John, one of my assistants, said he had to get up off his ass and finally go renew his driver’s license. He’s put it off because he dreads waiting in the long line at the DMV.

Just then, a bold, superhero voice in my head bellowed: “This is a job for Rent-A-Cripple!”

Rent-A-Cripple is my imaginary temp employment agency for cripples. There are times when having a cripple hanging around can be very advantageous for a “vert” (which is short for vertical, which is slang for people who walk.) These are the times when verts should make an SOS call to Rent-A-Cripple.

John could get through the DMV in a flash if he hired me to go with him. Because for some reason, whenever I show up there they wave me right on through, right up to the service window. And the frustrated verts corralled in the queue look at me with a combination of resentment and alarm. Half of them seem to think I’m being hustled ahead because I’m a bitter cripple who thinks the whole damn world owes him something. The rest seem to think I’m being hustled ahead because maybe I’m contagious.

Disney World was once a great place to hire Rent-A-Cripple. Like the DMV, being crippled was often a free pass to the front of the lines. My friend Marca, who’s a paraplegic, took her kids to Disney World way back when they were small. And it sure seemed to her that there were an awful lot of people rolling around in Disney loaner wheelchairs. And then she overheard a family in the guest services line have the following discussion:

Dad said, “Now remember, Suzie, it’s your turn to act like you need a wheelchair.”

And Suzie said, “I don’t wanna do it! Make Billy do it!”

And Billy said, “I did it last time! You do it!”

And sure enough, later on, Marca saw Billy pushing a pouting Suzie in a Disney loaner wheelchair. I’m told Disney World is a lot more accessible these days so cripples often wait in line with everybody else, thanks to that fucking Americans With Disabilities Act!

Rent-A-Cripple provides employment opportunities for lots of people with Down syndrome. If your reputation needs to be repaired or reframed, it can be very advantageous to have someone with Down syndrome on retainer. Because when you see someone with Down syndrome, what’s the first thing you think? You think “Special Olympics,” right?
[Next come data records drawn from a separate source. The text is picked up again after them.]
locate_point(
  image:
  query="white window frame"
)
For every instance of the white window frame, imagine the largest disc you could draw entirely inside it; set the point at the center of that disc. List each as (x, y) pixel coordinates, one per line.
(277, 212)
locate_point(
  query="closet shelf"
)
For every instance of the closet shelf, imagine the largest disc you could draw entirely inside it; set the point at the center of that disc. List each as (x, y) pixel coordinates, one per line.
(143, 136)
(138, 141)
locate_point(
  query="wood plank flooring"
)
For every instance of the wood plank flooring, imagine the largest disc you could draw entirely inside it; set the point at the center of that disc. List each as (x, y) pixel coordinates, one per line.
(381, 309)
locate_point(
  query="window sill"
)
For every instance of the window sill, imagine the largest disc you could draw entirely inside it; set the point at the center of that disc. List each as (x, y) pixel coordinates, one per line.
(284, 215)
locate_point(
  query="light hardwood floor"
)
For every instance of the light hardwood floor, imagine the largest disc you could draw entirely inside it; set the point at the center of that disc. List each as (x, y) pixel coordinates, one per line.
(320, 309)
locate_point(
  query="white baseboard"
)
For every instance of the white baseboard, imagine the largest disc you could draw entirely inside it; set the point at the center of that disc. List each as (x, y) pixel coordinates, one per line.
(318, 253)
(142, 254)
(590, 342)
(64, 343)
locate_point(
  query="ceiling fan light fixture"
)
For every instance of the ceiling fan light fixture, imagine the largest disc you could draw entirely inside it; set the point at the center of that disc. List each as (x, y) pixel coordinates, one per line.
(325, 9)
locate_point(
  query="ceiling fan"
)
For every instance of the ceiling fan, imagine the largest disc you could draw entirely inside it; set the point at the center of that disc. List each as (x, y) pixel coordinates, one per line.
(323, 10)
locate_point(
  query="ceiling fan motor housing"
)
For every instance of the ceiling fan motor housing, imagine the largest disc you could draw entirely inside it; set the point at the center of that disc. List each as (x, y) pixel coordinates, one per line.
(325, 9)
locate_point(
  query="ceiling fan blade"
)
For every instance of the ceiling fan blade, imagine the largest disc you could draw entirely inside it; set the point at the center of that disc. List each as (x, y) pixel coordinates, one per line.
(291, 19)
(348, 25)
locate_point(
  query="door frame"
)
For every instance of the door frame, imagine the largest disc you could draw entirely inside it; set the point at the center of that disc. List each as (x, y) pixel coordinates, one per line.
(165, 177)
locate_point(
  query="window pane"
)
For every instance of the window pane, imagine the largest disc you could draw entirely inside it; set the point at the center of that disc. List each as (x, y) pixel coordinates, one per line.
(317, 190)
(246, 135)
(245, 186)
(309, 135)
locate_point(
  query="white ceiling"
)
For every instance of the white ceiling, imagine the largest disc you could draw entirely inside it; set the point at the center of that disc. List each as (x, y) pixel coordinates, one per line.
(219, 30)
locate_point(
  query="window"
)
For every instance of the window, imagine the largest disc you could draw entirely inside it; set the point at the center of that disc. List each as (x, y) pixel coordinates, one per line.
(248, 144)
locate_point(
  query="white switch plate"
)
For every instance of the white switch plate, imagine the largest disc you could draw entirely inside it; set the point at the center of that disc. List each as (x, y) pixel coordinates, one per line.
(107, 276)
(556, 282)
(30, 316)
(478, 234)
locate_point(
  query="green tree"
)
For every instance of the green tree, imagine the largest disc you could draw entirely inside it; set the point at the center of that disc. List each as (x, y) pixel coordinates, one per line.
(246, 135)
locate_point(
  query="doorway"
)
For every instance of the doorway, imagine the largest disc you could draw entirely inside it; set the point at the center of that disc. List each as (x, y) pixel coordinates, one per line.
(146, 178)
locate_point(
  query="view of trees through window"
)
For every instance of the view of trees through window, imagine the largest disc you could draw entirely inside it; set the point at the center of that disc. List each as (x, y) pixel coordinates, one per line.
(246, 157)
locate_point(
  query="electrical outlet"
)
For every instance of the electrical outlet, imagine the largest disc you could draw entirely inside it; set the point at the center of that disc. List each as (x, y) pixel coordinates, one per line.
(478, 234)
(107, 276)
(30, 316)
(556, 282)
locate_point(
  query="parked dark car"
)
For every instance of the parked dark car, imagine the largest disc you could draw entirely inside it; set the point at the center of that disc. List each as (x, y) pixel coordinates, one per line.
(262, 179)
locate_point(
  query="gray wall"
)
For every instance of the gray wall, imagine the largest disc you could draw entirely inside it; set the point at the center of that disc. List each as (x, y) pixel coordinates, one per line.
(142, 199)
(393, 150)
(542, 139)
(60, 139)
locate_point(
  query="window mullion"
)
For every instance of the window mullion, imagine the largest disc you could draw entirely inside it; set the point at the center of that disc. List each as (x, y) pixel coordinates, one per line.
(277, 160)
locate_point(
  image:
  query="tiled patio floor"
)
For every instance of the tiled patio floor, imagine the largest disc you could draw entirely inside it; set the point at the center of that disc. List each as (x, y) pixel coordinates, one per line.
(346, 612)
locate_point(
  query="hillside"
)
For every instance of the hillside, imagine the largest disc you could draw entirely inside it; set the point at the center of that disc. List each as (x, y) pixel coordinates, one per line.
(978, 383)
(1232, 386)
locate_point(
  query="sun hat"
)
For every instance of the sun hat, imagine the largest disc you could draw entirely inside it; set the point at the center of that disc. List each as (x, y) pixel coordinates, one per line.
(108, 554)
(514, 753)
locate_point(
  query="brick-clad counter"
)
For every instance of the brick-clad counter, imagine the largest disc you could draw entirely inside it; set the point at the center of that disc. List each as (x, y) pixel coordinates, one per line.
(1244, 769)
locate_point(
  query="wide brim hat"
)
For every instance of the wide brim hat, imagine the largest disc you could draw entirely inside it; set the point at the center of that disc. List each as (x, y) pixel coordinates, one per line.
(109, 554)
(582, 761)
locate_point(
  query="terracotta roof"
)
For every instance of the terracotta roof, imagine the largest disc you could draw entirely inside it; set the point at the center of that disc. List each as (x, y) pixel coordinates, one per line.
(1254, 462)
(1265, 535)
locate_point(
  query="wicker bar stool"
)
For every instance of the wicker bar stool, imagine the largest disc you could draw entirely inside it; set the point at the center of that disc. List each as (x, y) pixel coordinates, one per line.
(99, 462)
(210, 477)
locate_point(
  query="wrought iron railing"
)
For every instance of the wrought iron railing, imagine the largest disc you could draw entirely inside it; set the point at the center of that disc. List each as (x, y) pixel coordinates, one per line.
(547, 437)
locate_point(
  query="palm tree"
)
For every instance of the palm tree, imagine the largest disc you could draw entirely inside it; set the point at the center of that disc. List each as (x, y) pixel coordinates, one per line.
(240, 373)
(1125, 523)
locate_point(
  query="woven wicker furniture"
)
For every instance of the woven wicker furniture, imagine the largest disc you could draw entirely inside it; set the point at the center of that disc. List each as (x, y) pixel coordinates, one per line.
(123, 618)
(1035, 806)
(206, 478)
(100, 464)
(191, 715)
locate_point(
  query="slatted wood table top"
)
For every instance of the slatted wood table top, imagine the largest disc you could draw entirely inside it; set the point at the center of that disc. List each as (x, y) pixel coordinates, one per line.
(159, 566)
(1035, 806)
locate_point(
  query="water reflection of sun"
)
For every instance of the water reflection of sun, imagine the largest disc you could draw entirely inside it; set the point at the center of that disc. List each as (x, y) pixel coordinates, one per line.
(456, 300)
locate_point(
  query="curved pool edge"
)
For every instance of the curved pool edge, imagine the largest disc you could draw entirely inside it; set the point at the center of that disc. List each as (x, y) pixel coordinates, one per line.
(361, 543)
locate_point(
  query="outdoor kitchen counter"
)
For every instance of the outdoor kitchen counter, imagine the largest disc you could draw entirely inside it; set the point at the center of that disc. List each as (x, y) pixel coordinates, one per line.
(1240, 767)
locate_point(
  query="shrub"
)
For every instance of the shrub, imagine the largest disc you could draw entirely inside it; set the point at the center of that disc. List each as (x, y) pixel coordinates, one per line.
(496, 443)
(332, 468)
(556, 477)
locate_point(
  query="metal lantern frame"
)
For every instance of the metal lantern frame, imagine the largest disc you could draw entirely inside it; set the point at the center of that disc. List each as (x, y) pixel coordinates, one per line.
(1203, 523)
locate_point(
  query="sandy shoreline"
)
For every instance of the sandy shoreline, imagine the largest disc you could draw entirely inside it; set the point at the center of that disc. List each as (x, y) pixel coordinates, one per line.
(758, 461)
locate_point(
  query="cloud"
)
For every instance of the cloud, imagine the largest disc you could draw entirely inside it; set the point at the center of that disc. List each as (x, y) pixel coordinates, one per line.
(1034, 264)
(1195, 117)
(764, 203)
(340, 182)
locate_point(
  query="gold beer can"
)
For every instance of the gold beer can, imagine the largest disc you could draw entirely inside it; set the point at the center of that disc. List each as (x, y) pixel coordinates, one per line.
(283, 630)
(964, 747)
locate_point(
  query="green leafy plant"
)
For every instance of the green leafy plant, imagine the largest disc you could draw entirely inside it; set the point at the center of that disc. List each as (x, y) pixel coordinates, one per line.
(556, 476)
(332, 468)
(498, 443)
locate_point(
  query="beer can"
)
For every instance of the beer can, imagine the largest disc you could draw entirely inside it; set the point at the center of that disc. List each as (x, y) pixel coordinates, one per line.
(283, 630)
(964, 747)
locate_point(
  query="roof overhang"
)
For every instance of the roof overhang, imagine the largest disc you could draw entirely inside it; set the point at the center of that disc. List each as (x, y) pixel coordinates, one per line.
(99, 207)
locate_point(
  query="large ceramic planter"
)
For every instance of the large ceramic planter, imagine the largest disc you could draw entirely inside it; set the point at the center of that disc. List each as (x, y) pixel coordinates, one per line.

Good! Stop right there! That’s as far as you need to think! Down syndrome people have this image of always being warm and cuddly. Of course they’re way more complex than that, but that’s the image they’re all stuck with until one of them goes out and robs a bank or something.

So when you’re seen in public with someone with Down syndrome, you proclaim that you are a friend to someone with “special needs.” This is always a PR goldmine, especially if your special someone with “special needs” is a baby. Remember Sarah Palin at the ’08 republican convention? She’s up there giving her speech and whenever they showed a shot of her family, there was her special needs baby in someone’s arms. And the baby was always asleep. All around, 30,000 republicans screamed their fool fucking heads off. A brass band blared. And through it all, the baby remained passed out like a drunk on the subway. Either that baby was chock-full of barbiturates or that was really a stand-in stunt baby someone found in the prop closet. Either way, it got the point across.

Rent-A-Cripple does not come with a money-back guarantee. I can’t promise that having one of us hanging around you will always achieve your desired result. That’s a good thing; otherwise Sarah Palin would be vice president.